Hi,
Today we switched over most services and traffic caches from the eqiad (Virginia) datacenter to codfw (Texas) as part of improving our reliability. The goal is to have this procedure working and regularly tested in case of an emergency when we actually need it.
We're only aware of one user-facing impact, for a short time WDQS lag detection was broken, affecting Wikidata bots that check it. This is tracked as https://phabricator.wikimedia.org/T285710.
Users will experience a bit of a latency increase for now as most user traffic will need to talk to both eqiad and codfw datacenters. This will go away tomorrow once MediaWiki is switched over (keep reading).
Also, we were a bit delayed in starting today because of an issue causing appservers to get stuck: https://phabricator.wikimedia.org/T285634.
== Services == Started at 14:29 UTC, officially finished at 15:09.
The main issues we ran into were: * the helm-charts service is unique and doesn't have a service IP, causing the automatic switchover verification to break. This required us to manually check the other services that come after it in the list, and then re-run cookbook while excluding it. Tracked as https://phabricator.wikimedia.org/T285707. * the restbase-async service has some special handling, which we debated on whether to follow that or not, opted to not special case it. Figuring out what to do long-term is https://phabricator.wikimedia.org/T285711. * the WDQS issue mentioned earlier.
== Traffic == Started at 15:43, finished at 15:45.
It took until ~16:25 for eqiad to mostly depool. There's not much else to report, it went very smoothly.
== Tomorrow's MediaWiki switchover == Scheduled for 14:00 UTC https://zonestamp.toolforge.org/1624888854.
It is our goal to minimize the read-only time and make this a non-event from a user perspective.
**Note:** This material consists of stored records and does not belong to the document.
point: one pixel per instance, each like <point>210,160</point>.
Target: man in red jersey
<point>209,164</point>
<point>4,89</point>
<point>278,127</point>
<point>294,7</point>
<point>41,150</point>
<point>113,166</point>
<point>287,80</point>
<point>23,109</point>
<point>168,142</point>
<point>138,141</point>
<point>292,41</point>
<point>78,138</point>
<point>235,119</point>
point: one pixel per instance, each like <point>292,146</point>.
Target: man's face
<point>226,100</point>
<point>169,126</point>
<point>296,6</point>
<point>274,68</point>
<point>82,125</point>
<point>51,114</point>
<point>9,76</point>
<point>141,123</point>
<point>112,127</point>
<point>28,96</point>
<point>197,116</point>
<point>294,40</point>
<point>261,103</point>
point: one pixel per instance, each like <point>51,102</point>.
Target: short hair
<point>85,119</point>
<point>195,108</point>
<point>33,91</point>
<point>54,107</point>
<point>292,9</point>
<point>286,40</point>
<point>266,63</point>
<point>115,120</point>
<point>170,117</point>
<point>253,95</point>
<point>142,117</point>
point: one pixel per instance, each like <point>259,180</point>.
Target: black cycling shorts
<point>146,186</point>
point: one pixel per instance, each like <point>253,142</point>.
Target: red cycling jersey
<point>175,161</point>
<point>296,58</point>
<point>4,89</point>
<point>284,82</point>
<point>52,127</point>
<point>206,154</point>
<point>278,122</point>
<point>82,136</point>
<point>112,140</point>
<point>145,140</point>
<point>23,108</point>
All of the coordination will take place in the #wikimedia-operations IRC channel on Libera Chat You're more than welcome to follow along but if you have questions, please ask them in #wikimedia-tech so it doesn't get disruptive. The procedure that we'll be following is documented at https://wikitech.wikimedia.org/wiki/Switch_Datacenter#MediaWiki.
I'm planning to do one more "live test" later today, will announce that on IRC when it gets started.
-- Kunal
Just wanted to emphasize that this is a great effort, and a huge step towards improving the current reliability of our services. We should do more of this, broader and more exhaustive.
Kudos!
On 06/28 12:33, Kunal Mehta wrote:
Hi,
Today we switched over most services and traffic caches from the eqiad (Virginia) datacenter to codfw (Texas) as part of improving our reliability. The goal is to have this procedure working and regularly tested in case of an emergency when we actually need it.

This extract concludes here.